Concilier glanage et rigueur scientifique
Habituée à collaborer avec l’association valentinoise L’Accueillette, Camille Micheli a rapidement sollicité son aide. « Grâce à elle, nous avons pu établir des liens avec quatre autres associations (voir encadré), détaille-t-elle. Cela nous a permis d’organiser deux séances de glanage par semaine durant juillet et août, détaille-t-elle. Leur implication a permis non seulement de valoriser une production précieuse, mais aussi de renforcer les liens entre agriculture, solidarité et alimentation durable. » En outre, la chambre d’agriculture de la Drôme a pu compter sur le soutien de deux stagiaires particulièrement investis, Laurine Menu et Loan Benezet.
Afin de concilier glanage et rigueur scientifique, un dispositif précis a été mis en place. « Les variétés à récolter étaient marquées la veille ou le matin de chaque glanage, avec des codes couleurs au pied des arbres pour indiquer s'il fallait prendre tous les fruits ou seulement les plus mûrs, précise Camille Micheli. Au début de chaque glanage, nous prenions le temps d’expliquer à quoi servait le verger et pourquoi leur aide nous était précieuse. Ces échanges ont permis de faire un glanage plus sélectif pour respecter scrupuleusement nos protocoles expérimentaux et prendre en compte nos exigences, garantissant ainsi la continuité des travaux de recherche et de sélection variétale. Cela nous a permis d'obtenir des résultats fiables malgré un contexte compliqué. De plus, cela nous a permis de faire découvrir nos métiers au grand public. »
Ch. Ledoux
Un réseau associatif mobilisé
« L’Accueillette, notre premier contact, nous a permis de rencontrer l’ensemble des autres associations partenaires. Elle lutte contre le gaspillage alimentaire en valorisant les surplus agricoles locaux et en les redistribuant à ceux qui en ont besoin », explique Camille Micheli. Aujourd’hui, elle collabore avec 38 fermes et organise des glanages avec des bénévoles de tous âges, dont des habitants des quartiers prioritaires de Valence (Plan, Polygone, Fontbarlettes, Chamberlière). Les récoltes alimentent ensuite vingt structures sociales et d’aide alimentaire du bassin valentinois.
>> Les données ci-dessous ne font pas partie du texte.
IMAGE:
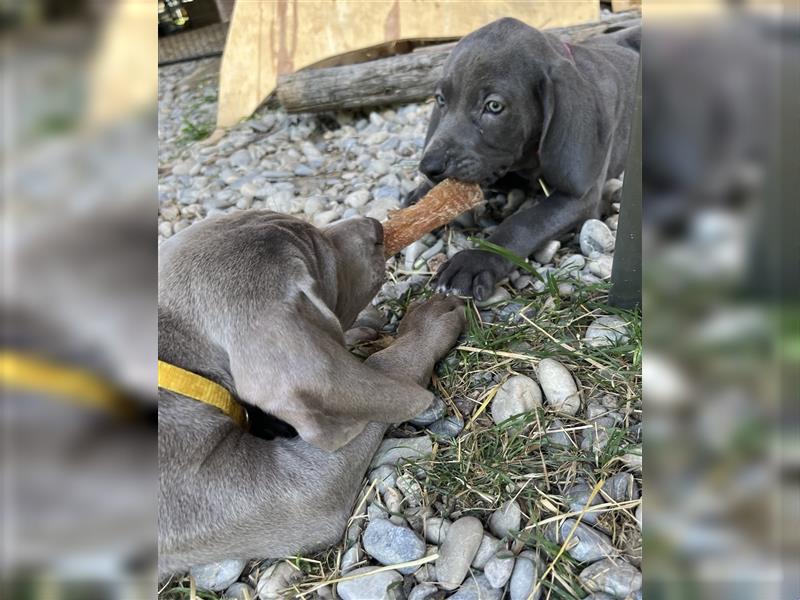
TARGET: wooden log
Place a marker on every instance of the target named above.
(409, 77)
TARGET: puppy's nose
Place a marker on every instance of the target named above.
(433, 165)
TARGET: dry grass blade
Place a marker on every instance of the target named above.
(567, 540)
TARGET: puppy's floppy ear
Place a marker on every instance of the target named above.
(436, 114)
(292, 363)
(576, 131)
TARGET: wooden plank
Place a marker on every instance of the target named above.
(409, 77)
(272, 37)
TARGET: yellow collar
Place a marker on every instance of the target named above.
(192, 385)
(31, 373)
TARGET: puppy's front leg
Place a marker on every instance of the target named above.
(290, 496)
(426, 334)
(476, 272)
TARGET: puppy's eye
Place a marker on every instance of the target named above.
(494, 107)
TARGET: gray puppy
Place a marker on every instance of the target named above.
(516, 101)
(258, 302)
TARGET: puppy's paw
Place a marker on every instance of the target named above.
(416, 195)
(435, 324)
(472, 273)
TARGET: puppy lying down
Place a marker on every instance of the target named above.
(257, 302)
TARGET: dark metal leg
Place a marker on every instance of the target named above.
(626, 274)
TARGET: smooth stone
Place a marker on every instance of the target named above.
(169, 213)
(433, 413)
(606, 331)
(241, 158)
(558, 386)
(376, 512)
(391, 544)
(565, 290)
(633, 460)
(411, 490)
(393, 500)
(524, 577)
(621, 487)
(556, 436)
(586, 544)
(499, 568)
(577, 496)
(499, 295)
(422, 591)
(617, 578)
(436, 529)
(456, 553)
(393, 450)
(426, 573)
(357, 199)
(384, 585)
(165, 228)
(411, 253)
(518, 394)
(506, 519)
(217, 576)
(386, 192)
(353, 532)
(595, 236)
(477, 587)
(447, 427)
(277, 577)
(350, 559)
(416, 517)
(240, 591)
(385, 476)
(488, 548)
(546, 253)
(573, 262)
(601, 265)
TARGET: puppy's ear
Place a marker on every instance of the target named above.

Les équipes de l’ex-Sefra et de la chambre d’agriculture expriment aussi leur gratitude envers le Centre social de Livron. « Jean et son équipe, toujours présents, sont venus glaner chaque semaine aux côtés de Laurine et Loan », souligne Camille Micheli. Les fruits ont ainsi rejoint les Restos du cœur, le Secours catholique, la Banque alimentaire et la Croix-Rouge.
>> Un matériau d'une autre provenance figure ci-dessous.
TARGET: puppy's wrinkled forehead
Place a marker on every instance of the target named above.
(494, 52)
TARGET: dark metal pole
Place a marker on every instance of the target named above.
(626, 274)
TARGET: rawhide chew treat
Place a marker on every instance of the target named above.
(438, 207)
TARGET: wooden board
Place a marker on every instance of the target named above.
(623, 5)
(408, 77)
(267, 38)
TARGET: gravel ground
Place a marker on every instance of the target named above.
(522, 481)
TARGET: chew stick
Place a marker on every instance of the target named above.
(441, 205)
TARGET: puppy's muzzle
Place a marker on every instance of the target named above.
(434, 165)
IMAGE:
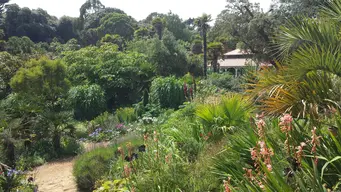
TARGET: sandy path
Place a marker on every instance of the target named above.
(57, 176)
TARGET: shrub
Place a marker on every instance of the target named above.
(91, 166)
(88, 101)
(71, 147)
(126, 115)
(106, 121)
(225, 81)
(229, 113)
(167, 92)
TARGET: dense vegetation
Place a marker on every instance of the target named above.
(154, 90)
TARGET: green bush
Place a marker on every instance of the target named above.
(225, 81)
(231, 112)
(167, 92)
(91, 167)
(126, 115)
(27, 162)
(106, 121)
(71, 147)
(88, 101)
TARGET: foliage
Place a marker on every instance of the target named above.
(8, 67)
(88, 101)
(246, 22)
(20, 45)
(231, 113)
(91, 166)
(167, 55)
(202, 24)
(126, 115)
(43, 78)
(122, 76)
(308, 76)
(115, 23)
(225, 81)
(215, 51)
(167, 92)
(37, 24)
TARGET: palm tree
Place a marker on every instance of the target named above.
(215, 50)
(202, 24)
(308, 78)
(159, 25)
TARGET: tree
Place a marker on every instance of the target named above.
(20, 45)
(168, 56)
(2, 5)
(114, 39)
(246, 22)
(90, 7)
(215, 50)
(142, 32)
(308, 78)
(202, 24)
(159, 25)
(175, 25)
(115, 23)
(122, 75)
(88, 101)
(286, 9)
(38, 25)
(197, 45)
(66, 28)
(9, 65)
(43, 83)
(93, 20)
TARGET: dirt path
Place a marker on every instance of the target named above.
(57, 176)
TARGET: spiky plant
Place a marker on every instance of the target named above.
(308, 77)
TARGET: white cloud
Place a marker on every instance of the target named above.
(139, 9)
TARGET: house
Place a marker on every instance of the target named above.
(235, 61)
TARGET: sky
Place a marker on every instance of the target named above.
(139, 9)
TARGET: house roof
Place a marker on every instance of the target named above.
(239, 63)
(237, 52)
(233, 63)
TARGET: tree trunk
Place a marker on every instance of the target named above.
(205, 53)
(9, 152)
(56, 142)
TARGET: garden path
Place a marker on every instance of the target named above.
(57, 176)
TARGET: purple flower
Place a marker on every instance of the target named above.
(82, 139)
(120, 126)
(12, 172)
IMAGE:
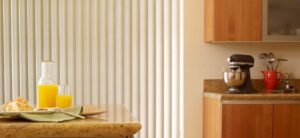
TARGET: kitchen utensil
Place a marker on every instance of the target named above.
(271, 79)
(233, 80)
(264, 56)
(278, 61)
(271, 59)
(289, 82)
(239, 70)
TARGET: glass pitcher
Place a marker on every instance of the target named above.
(47, 88)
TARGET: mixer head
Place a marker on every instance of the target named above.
(240, 61)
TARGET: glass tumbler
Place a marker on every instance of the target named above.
(64, 97)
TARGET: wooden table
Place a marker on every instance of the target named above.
(117, 122)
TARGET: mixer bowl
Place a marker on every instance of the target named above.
(234, 79)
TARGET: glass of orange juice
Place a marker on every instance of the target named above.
(47, 88)
(64, 97)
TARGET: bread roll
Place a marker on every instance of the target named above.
(20, 104)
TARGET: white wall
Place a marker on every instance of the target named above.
(127, 52)
(205, 61)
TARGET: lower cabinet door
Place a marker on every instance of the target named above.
(286, 121)
(247, 121)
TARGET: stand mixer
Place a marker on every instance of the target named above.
(237, 78)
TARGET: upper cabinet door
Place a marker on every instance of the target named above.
(286, 121)
(233, 20)
(247, 120)
(281, 20)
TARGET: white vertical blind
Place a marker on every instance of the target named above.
(127, 52)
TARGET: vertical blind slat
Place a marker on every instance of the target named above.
(15, 49)
(23, 49)
(103, 52)
(55, 38)
(159, 69)
(71, 47)
(7, 50)
(79, 53)
(62, 21)
(31, 51)
(95, 50)
(1, 55)
(46, 27)
(111, 51)
(143, 62)
(125, 52)
(167, 70)
(87, 51)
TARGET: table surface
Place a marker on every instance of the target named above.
(117, 122)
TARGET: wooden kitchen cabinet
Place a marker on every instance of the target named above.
(286, 120)
(237, 120)
(247, 120)
(233, 20)
(250, 119)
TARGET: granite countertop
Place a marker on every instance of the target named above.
(216, 89)
(117, 122)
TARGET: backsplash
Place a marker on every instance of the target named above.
(218, 85)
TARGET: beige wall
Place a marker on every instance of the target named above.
(204, 61)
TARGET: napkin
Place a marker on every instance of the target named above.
(52, 117)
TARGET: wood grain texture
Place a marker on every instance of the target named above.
(211, 118)
(286, 120)
(247, 121)
(208, 20)
(233, 20)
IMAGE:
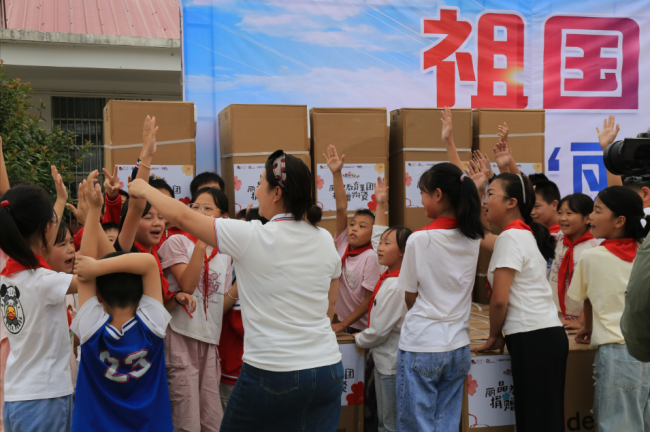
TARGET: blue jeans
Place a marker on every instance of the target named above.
(386, 401)
(430, 390)
(40, 415)
(307, 400)
(622, 394)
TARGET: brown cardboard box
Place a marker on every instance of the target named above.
(358, 133)
(123, 132)
(250, 133)
(526, 134)
(415, 136)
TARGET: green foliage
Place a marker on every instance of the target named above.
(29, 149)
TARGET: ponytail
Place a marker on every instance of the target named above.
(462, 194)
(27, 210)
(518, 187)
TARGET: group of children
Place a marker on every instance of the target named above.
(157, 329)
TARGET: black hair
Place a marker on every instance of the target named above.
(219, 197)
(402, 234)
(297, 192)
(512, 186)
(254, 214)
(110, 225)
(120, 290)
(158, 183)
(462, 194)
(64, 228)
(536, 178)
(206, 178)
(548, 191)
(28, 213)
(625, 202)
(365, 212)
(578, 203)
(125, 209)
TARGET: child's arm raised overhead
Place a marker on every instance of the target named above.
(136, 207)
(335, 165)
(448, 139)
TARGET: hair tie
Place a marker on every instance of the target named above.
(523, 188)
(280, 169)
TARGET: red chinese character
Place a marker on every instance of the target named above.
(455, 34)
(500, 62)
(591, 63)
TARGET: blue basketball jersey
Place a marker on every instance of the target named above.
(122, 381)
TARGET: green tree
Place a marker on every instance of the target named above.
(29, 149)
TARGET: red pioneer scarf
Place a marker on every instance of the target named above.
(566, 268)
(625, 249)
(381, 280)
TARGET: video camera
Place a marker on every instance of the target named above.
(629, 157)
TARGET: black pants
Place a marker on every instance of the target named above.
(538, 373)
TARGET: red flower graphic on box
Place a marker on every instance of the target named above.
(372, 205)
(357, 395)
(471, 385)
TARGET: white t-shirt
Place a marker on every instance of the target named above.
(178, 249)
(38, 366)
(530, 303)
(439, 265)
(284, 271)
(573, 307)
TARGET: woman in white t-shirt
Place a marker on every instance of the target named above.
(288, 269)
(522, 307)
(38, 386)
(622, 392)
(437, 276)
(193, 368)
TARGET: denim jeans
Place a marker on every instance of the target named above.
(307, 400)
(430, 390)
(386, 401)
(40, 415)
(622, 394)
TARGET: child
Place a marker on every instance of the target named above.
(37, 383)
(360, 270)
(600, 280)
(121, 324)
(575, 238)
(521, 306)
(547, 198)
(386, 311)
(206, 179)
(193, 369)
(437, 276)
Un autre acteur est intervenu, La passerelle des vallées, espace de vie sociale de la vallée de l’Eyrieux, qui s’engage à favoriser l’accès digne à une alimentation saine et locale pour toutes et tous, en soutenant les producteurs locaux. Ses glanages alimentent plus de 400 foyers et treize points de distribution, mais aussi une filière de bocaux solidaires proposés à prix libres.
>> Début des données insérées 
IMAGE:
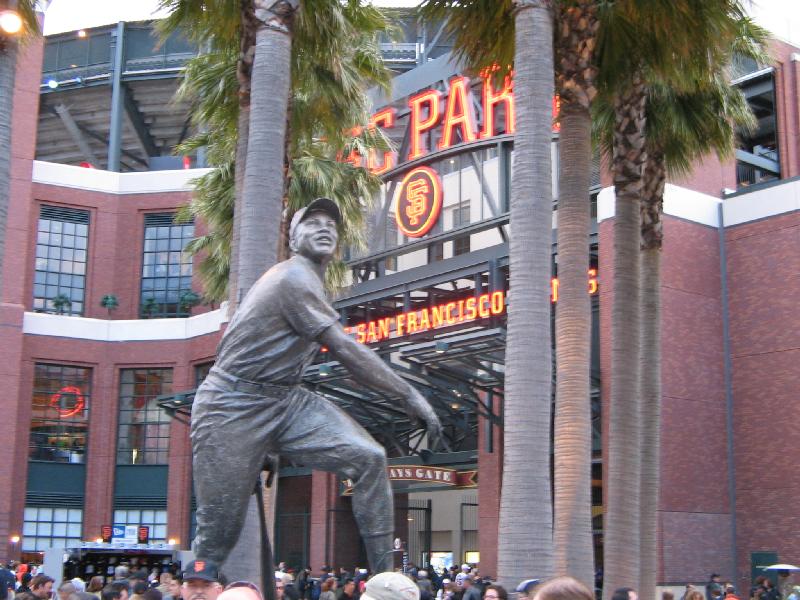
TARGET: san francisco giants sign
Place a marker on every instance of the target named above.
(419, 202)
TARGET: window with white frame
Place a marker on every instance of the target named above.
(156, 520)
(50, 527)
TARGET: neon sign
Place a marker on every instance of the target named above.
(419, 202)
(457, 312)
(61, 401)
(425, 319)
(453, 114)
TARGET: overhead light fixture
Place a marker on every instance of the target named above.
(10, 21)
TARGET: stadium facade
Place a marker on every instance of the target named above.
(103, 345)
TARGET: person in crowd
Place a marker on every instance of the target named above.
(163, 583)
(24, 583)
(7, 583)
(348, 590)
(621, 594)
(116, 590)
(242, 590)
(390, 586)
(527, 588)
(770, 591)
(568, 588)
(495, 592)
(423, 583)
(65, 589)
(470, 590)
(174, 588)
(201, 581)
(712, 585)
(695, 595)
(328, 589)
(95, 587)
(460, 576)
(139, 587)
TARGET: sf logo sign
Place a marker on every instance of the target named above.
(419, 202)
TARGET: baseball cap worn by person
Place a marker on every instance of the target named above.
(390, 586)
(201, 569)
(525, 586)
(324, 204)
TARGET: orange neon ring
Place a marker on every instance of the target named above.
(80, 401)
(435, 210)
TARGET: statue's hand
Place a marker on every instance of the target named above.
(419, 409)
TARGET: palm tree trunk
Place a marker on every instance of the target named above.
(525, 539)
(264, 186)
(244, 74)
(572, 523)
(650, 367)
(572, 526)
(8, 66)
(621, 565)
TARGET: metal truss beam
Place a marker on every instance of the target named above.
(76, 134)
(135, 120)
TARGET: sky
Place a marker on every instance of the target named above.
(781, 17)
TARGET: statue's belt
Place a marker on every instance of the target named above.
(237, 384)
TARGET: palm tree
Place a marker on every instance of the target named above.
(639, 64)
(482, 32)
(572, 525)
(9, 45)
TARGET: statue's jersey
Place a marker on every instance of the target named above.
(272, 336)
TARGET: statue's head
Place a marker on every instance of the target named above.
(313, 232)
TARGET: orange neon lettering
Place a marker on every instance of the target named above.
(459, 113)
(438, 315)
(383, 328)
(449, 312)
(497, 303)
(461, 311)
(556, 111)
(424, 320)
(417, 196)
(412, 322)
(491, 98)
(418, 125)
(385, 119)
(472, 312)
(593, 281)
(483, 306)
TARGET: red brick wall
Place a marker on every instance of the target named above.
(763, 268)
(116, 239)
(694, 517)
(13, 469)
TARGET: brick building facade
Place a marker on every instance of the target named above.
(731, 346)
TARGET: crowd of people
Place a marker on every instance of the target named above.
(202, 580)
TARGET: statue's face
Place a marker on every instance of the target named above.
(316, 236)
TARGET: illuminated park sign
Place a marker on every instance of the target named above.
(453, 114)
(419, 202)
(455, 312)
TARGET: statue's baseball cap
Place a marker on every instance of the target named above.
(324, 204)
(201, 569)
(390, 586)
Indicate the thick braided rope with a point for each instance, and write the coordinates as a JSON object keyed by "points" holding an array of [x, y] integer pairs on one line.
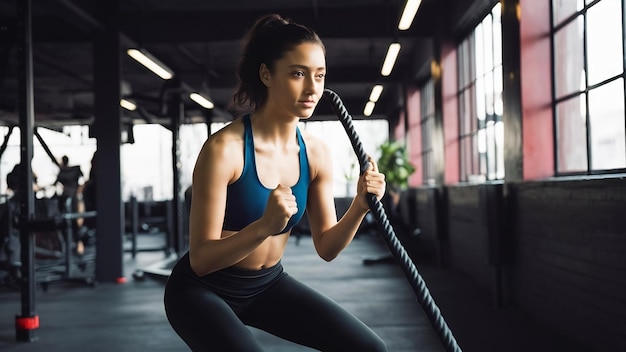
{"points": [[398, 251]]}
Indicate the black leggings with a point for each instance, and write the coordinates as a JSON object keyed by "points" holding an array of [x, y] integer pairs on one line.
{"points": [[214, 319]]}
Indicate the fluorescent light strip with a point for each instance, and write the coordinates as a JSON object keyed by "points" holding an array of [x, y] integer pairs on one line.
{"points": [[408, 14], [151, 63], [369, 108], [202, 101], [128, 105], [377, 90], [390, 59]]}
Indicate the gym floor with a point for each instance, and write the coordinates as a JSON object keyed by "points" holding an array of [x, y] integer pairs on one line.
{"points": [[130, 317]]}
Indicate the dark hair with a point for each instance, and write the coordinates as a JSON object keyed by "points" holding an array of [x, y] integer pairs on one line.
{"points": [[267, 41]]}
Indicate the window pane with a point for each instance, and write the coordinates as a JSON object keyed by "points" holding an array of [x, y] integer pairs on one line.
{"points": [[604, 41], [565, 8], [569, 56], [606, 121], [571, 135]]}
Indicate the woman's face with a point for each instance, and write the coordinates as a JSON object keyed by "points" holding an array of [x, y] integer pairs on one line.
{"points": [[297, 83]]}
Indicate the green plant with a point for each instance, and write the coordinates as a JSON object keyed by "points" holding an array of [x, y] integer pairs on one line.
{"points": [[394, 163]]}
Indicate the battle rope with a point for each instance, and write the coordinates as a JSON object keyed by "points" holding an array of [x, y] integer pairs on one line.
{"points": [[400, 254]]}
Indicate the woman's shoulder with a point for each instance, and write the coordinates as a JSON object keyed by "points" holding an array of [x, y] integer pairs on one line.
{"points": [[318, 151], [225, 142]]}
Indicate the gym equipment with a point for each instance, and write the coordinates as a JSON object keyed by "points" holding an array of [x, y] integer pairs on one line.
{"points": [[399, 253]]}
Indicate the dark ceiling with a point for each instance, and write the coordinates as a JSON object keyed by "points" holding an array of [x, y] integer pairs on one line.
{"points": [[200, 41]]}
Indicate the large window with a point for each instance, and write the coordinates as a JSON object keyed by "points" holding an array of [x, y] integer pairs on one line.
{"points": [[589, 86], [480, 101], [427, 108]]}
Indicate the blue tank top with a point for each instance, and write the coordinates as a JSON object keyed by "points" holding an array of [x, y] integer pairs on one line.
{"points": [[246, 198]]}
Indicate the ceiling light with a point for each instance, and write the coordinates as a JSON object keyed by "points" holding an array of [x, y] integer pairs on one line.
{"points": [[128, 105], [390, 59], [204, 102], [377, 90], [151, 63], [410, 9], [369, 108]]}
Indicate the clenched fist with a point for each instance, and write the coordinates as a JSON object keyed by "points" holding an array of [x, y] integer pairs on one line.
{"points": [[371, 182], [281, 206]]}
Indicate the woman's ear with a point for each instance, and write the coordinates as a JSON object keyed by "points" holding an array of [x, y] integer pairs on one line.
{"points": [[265, 75]]}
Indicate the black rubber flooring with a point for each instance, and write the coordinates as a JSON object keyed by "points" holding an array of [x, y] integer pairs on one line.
{"points": [[130, 316]]}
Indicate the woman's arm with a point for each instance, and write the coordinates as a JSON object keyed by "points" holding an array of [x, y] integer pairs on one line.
{"points": [[330, 236]]}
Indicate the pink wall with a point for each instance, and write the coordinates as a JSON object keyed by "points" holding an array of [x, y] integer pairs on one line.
{"points": [[414, 135], [450, 113], [537, 127]]}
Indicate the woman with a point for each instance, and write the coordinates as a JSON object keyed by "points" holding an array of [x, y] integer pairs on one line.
{"points": [[252, 182]]}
Autre partenaire, Emmaüs Étoile. La communauté, qui loge et accompagne des personnes en précarité en leur offrant un travail solidaire, a pu approvisionner son réseau de bénévoles en pêches et abricots grâce aux dons de la chambre d’agriculture de la Drôme.
Enfin, L’Élabo de Paulette, restaurant solidaire d’Aouste-sur-Sye, a également participé. Son équipe cuisine des plats issus à 60 % de produits de récupération (supermarché local et une quinzaine de producteurs). Grâce à ce modèle, les repas sont proposés à prix différenciés (12 à 15 €), ou gratuits pour les plus précaires.